Kyle McDonald is a regular in the school gym now. But, it didn’t used to be that way.

“In middle school when I started doing it I came in and I could do nothing. I couldn’t do a single sit up, I couldn’t do a push up. I couldn’t do anything,” said the recent high school graduate.

At 16 Kyle got serious about CrossFit with his school PE teacher Dana Davenport. In the past year and a half Kyle’s managed to lose more than 85 pounds, but said he’s gained a lot more.

“Along with losing weight it helped me have confidence. It helped me. I learned how to talk to people better, I learned how to listen and focus better,” he said.

Davenport teaches CrossFit for kids as young as 12 at a local school, the Kansas City Academy in Waldo.

“CrossFit for kids is just like CrossFit for adults, again, but we are just changing the jargon you change depending on the age group, different functional moves,” said Davenport.

Since CrossFit went mainstream the grueling workouts have been controversial.

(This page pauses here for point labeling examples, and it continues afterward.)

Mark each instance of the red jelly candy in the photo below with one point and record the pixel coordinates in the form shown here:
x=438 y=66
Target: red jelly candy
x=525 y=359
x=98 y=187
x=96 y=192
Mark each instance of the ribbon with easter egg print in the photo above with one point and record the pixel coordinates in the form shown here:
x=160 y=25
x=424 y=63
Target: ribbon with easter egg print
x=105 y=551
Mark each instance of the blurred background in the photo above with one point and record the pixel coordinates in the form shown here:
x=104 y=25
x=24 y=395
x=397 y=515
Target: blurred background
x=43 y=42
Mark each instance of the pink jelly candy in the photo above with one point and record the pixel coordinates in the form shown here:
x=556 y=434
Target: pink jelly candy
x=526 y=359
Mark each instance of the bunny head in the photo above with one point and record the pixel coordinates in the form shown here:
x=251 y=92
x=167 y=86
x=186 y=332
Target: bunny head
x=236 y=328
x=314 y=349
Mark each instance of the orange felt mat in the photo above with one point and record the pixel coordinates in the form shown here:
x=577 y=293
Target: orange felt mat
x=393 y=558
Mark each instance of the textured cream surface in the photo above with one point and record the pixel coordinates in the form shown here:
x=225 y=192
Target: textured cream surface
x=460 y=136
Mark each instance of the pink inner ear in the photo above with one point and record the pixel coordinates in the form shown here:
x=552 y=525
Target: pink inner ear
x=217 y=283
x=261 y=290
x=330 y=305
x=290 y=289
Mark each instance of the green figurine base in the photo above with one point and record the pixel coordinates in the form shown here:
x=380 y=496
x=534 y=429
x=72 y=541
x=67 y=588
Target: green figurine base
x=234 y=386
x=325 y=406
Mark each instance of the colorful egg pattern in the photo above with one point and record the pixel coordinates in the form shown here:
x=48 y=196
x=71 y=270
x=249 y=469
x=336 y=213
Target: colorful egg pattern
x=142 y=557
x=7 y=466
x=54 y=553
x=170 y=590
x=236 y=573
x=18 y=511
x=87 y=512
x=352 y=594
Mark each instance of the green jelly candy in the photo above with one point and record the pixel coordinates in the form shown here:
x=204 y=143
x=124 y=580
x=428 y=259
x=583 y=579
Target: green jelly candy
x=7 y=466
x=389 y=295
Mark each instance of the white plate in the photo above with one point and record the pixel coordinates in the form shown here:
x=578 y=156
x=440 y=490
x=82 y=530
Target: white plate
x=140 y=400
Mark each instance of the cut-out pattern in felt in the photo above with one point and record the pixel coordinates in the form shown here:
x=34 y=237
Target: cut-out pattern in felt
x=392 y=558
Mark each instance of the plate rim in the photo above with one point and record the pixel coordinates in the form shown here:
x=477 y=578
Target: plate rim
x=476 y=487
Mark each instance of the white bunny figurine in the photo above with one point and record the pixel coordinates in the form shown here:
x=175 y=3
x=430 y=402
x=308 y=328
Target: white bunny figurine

“It is intense, ya. And, it’s not for everyone,” he said.

So, is it safe for kids? We asked University of Kansas Hospital Pediatric Sports Medicine Dr. Randall Goldstein, DO.

“I think if the right person is teaching the class and they know some key things I think that it can be safe,” said Dr. Goldstein.

He said there are some questions every parent should ask.

“Check the instructor and check the business and make sure they understand that pediatrics and adolescents are different than adults.”

Dr. Goldstein said any age child can do the workouts. It all depends on their physical and emotional maturity.

“If the instructor is good and understands children and growth plates and growing muscles, along with high reps and low weight that CrossFit can be a safe option for their strength and conditioning.”

Davenport said kids can benefit from learning how to work out the right way at a young age. He said his students, like Kyle, are proof that it works.

“It’s saved my life. I really think it did. I am in such a better place now than I was two or three years ago,” said McDonald.